Europe, Chine, Tibet · Les enjeux géopolitiques

Jean-Sylvestre Mongrenier, chercheur associé à l’Institut Thomas More

22 avril 2008 • Analyse •


Tant sur le plan politique que moral et spirituel, la cause tibétaine suscite de curieuses réactions dans des segments, il est vrai limités, des opinions publiques (et de ceux qui la font). On n’insistera pas sur la dimension commerciale des relations avec la Chine, de fait importante, si ce n’est pour rappeler que les interdépendances économiques sont réciproques. Les menaces de boycott des produits européens pourraient provoquer en retour des campagnes de « China Bashing ». Prudence donc. Par ailleurs, on ne se désolera pas de voir remise en cause une vision douceâtre et mièvre du bouddhisme. Plus que le « non désir de violence » (Ahimsa), ce sont les concepts de « vacuité » (Sûnyatâ), de « compassion » (Karuna), et d’« extinction » des passions (Nirvâna) qui sont au cœur de cette tradition originelle. Ainsi la pratique requiert-elle une forme de virilité spirituelle, avec des prolongements au quotidien ; il arrive qu’un occupant subisse les rigueurs de cette « voie du Milieu » (Mâdhyamika).
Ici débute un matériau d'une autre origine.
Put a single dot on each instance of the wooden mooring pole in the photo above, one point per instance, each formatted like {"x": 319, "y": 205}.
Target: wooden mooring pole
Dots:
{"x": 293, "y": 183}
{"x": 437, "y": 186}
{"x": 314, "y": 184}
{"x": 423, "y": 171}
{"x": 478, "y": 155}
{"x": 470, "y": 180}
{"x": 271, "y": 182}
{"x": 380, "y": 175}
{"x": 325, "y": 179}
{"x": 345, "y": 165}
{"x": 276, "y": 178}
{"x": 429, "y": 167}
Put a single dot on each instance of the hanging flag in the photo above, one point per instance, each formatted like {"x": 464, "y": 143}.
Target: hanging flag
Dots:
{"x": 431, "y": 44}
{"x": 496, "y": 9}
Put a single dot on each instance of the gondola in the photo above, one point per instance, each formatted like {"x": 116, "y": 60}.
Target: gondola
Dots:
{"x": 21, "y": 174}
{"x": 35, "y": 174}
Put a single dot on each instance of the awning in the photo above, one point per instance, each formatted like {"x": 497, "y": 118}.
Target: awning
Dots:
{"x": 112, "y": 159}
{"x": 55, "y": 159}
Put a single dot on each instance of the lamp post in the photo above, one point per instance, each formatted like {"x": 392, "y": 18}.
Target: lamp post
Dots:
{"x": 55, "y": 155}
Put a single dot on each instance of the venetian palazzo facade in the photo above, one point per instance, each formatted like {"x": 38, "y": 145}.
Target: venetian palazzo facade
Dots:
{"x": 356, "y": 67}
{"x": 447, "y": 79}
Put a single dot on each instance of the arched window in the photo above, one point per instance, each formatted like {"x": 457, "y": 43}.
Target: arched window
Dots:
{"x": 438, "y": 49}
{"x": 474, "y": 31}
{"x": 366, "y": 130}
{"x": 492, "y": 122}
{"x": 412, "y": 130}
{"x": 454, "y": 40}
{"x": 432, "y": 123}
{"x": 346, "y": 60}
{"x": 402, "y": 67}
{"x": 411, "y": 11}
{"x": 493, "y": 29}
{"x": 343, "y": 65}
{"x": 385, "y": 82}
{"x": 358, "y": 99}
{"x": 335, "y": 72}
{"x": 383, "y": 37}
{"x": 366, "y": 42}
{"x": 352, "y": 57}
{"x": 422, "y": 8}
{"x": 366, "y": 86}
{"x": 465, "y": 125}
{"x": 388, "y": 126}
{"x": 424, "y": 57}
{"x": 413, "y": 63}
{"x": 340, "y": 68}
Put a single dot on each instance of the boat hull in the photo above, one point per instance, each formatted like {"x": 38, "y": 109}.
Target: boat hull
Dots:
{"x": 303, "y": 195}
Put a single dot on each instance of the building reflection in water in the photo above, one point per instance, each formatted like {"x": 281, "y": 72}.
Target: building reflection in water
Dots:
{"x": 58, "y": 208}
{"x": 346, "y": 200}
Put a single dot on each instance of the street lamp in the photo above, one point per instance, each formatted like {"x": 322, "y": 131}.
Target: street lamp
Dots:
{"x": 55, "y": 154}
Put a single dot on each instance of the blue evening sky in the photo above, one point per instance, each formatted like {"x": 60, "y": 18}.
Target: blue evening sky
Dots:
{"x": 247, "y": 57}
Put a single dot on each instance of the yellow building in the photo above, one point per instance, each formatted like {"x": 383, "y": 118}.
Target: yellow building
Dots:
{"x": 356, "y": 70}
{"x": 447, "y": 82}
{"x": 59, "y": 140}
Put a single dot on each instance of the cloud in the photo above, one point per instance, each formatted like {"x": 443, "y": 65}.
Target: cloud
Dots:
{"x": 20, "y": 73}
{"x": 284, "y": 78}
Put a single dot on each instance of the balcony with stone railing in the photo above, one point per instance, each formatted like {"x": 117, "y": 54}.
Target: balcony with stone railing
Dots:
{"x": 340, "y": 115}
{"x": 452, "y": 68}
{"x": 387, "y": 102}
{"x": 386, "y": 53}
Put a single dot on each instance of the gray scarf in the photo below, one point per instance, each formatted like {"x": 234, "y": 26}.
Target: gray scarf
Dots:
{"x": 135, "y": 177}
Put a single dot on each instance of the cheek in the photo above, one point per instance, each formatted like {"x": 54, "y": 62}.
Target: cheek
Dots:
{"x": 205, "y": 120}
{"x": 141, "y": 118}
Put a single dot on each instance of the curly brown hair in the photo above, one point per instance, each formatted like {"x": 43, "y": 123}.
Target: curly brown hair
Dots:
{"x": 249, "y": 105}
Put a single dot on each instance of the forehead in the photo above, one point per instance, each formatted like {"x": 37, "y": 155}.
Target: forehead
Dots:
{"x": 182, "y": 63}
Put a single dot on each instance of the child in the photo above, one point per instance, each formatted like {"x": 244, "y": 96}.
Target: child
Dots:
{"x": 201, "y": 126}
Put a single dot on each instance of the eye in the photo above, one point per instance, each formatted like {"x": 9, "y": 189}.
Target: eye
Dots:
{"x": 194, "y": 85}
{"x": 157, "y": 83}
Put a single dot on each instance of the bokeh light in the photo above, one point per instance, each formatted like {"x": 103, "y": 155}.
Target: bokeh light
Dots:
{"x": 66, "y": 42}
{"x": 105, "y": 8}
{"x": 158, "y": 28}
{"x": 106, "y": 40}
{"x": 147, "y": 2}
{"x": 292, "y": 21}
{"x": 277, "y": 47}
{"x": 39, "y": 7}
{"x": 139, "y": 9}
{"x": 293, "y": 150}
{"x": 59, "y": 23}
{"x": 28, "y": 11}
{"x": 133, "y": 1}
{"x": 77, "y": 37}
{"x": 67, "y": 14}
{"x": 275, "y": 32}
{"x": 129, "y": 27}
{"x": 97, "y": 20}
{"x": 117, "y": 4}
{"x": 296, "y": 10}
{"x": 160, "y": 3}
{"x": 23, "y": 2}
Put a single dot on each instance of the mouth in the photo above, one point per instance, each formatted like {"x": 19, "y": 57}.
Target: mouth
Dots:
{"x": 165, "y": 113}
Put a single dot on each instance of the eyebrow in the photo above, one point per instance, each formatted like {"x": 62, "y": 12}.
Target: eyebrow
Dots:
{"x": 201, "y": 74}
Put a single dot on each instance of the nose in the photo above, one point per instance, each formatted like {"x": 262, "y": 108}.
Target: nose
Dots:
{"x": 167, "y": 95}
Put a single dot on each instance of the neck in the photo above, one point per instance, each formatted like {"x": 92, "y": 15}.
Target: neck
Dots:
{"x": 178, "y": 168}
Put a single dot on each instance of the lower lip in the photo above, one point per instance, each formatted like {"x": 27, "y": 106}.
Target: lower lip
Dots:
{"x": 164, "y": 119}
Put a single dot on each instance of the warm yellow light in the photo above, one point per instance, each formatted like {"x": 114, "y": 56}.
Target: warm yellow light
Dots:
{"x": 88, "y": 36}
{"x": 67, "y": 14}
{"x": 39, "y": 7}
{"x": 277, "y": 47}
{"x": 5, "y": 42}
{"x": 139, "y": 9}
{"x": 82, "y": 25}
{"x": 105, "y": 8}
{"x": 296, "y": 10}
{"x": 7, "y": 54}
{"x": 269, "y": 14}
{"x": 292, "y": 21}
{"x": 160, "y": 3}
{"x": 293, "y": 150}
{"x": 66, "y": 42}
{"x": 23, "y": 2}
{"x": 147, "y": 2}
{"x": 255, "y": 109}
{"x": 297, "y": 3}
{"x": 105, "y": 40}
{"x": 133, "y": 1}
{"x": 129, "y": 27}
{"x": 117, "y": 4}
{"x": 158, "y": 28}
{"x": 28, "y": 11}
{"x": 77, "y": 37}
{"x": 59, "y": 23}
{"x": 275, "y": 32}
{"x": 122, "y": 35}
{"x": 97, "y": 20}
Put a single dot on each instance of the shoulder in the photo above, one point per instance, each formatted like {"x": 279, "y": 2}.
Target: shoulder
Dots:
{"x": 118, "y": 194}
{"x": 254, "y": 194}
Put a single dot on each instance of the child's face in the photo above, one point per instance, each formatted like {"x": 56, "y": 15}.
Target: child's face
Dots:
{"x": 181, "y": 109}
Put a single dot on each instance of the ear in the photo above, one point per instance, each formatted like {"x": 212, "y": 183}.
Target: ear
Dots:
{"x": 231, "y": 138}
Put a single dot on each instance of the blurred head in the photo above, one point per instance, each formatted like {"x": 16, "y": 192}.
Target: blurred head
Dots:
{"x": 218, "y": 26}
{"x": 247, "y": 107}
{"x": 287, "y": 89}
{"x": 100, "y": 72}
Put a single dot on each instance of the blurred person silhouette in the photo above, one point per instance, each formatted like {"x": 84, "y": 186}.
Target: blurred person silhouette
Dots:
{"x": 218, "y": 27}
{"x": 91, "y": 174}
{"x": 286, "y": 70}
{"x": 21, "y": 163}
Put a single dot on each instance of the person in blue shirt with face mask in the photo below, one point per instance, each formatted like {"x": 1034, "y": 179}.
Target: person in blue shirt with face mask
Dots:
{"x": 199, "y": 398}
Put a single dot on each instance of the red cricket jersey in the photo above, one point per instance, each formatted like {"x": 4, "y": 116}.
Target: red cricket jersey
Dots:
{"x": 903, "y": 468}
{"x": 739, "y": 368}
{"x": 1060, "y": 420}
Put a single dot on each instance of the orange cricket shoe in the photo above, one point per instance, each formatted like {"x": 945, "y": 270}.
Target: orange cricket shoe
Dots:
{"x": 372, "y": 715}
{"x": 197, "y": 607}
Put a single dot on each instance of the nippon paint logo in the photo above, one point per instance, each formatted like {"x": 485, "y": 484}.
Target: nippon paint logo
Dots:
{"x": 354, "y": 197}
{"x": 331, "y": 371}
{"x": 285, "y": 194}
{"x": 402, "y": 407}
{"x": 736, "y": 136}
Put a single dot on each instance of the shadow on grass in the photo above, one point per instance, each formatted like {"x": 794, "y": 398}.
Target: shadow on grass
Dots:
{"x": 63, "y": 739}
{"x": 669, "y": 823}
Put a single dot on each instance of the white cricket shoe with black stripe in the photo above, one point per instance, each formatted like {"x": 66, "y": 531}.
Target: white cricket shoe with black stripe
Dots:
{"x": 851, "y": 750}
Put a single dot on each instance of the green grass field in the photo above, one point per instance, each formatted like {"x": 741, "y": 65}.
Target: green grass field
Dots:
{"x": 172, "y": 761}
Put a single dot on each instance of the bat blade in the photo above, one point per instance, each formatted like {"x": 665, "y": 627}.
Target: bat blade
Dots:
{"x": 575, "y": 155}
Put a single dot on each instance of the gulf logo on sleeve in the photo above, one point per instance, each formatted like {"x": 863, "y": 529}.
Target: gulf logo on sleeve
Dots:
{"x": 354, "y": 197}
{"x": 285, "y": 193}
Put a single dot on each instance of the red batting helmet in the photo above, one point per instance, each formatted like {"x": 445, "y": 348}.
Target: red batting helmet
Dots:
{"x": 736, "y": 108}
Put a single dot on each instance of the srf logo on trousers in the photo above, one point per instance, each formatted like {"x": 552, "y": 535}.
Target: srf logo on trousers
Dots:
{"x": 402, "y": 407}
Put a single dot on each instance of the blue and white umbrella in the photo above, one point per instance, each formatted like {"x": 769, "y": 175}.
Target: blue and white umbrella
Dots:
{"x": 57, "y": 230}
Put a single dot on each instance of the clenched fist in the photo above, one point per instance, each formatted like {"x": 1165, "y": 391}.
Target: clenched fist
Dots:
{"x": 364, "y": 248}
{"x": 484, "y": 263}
L’accusation de « racisme » est plus surprenante. L’histoire millénaire de la Chine est celle d’un mouvement géopolitique d’expansion de l’ethnie Han, du nord vers le sud, puis vers l’ouest et le sud-ouest ; les peuples résistant à ce mouvement tomberaient donc sous le coup de législations anti-discriminations. Grands dieux ! Quant à l’argument « modernisateur », simple reproduction de la logomachie maoïste, il relève du négationnisme. Reste que la question du Tibet et l’attitude de Pékin à l’encontre des « nationalités minoritaires », recèlent d’importants enjeux géopolitiques. L’Europe ne peut s’en désintéresser.